Veritabanı türleri ve ilişkisel veritabanı ürünleri arasında seçim yaparken çeşitli faktörler kararınıza yön verebilir. Seçtiğiniz RDBMS işletmenizin gereksinimlerine bağlı olacaktır. Kendinize aşağıdaki soruları sorun:
İlişkisel veritabanları yıllar içinde giderek daha iyi, daha hızlı, daha güçlü ve daha kolay kullanılır hâle geldi. Ancak aynı zamanda daha karmaşık bir hale de geldiler ve veritabanı yönetmek, uzun süredir tam zamanlı bir iş durumunda. Geliştiriciler uzmanlıklarını işletmeye değer katacak yenilikçi uygulama yazılımları geliştirmeye odaklanmak için kullanamıyor. Zamanlarının çoğunu veritabanı performansını optimize etmek için gereken yönetim faaliyetlerine harcamak zorunda kalıyorlar.
Bugün, kendi kendini yöneten teknoloji yeni bir ilişkisel veritabanı türü sunmak için bulut veritabanı teknolojisi ve makine öğreniminin güçlü yönleri üzerinde yükselmektedir.
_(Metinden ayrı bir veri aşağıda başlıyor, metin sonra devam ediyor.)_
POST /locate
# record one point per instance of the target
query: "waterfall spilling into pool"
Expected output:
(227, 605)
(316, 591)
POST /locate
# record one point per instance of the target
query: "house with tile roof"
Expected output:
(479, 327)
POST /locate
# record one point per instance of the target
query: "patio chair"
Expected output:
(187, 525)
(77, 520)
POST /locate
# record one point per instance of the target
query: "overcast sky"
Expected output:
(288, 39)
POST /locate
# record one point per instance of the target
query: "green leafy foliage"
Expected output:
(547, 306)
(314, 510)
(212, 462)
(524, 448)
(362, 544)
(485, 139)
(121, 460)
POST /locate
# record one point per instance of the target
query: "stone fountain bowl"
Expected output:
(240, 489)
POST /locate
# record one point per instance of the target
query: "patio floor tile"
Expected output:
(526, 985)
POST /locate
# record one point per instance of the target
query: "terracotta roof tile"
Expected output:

Kendi kendini yöneten veritabanı (diğer bir deyişle otonom veritabanı) ilişkisel modelin güç ve avantajlarını korurken sorgu performansını artırmak ve yönetim görevlerini izlemek için yapay zekâ (AI), makine öğrenimi ve otomasyon da kullanıyor. Örneğin, sorgu performansını artırmak için kendi kendini yöneten veritabanı, sorguları daha hızlı hale getirmek için dizinleri hipotezleyebilir ve test edebilir ve ardından en iyilerini kendi başına canlı kullanıma aktarabilir. Kendi kendini yöneten veritabanı, bu geliştirmeleri insan müdahalesine gerek kalmadan sürekli yapar.
Kendi kendini yöneten teknoloji, geliştiricileri veritabanını yönetmeyle ilgili sıradan görevlerden kurtarır. Örneğin, artık altyapı gereksinimlerini önceden belirlemek zorunda değiller. Bunun yerine, kendi kendini yöneten bir veritabanıyla, veritabanı büyümesini desteklemek için depolama ve bilişim kaynaklarını gerektikçe ekleyebilirler. Geliştiriciler yalnızca birkaç adımla kendi kendini yöneten bir ilişkisel veritabanını kolayca oluşturabilir uygulama yazılımı geliştirme süreçlerini hızlandırabilirler.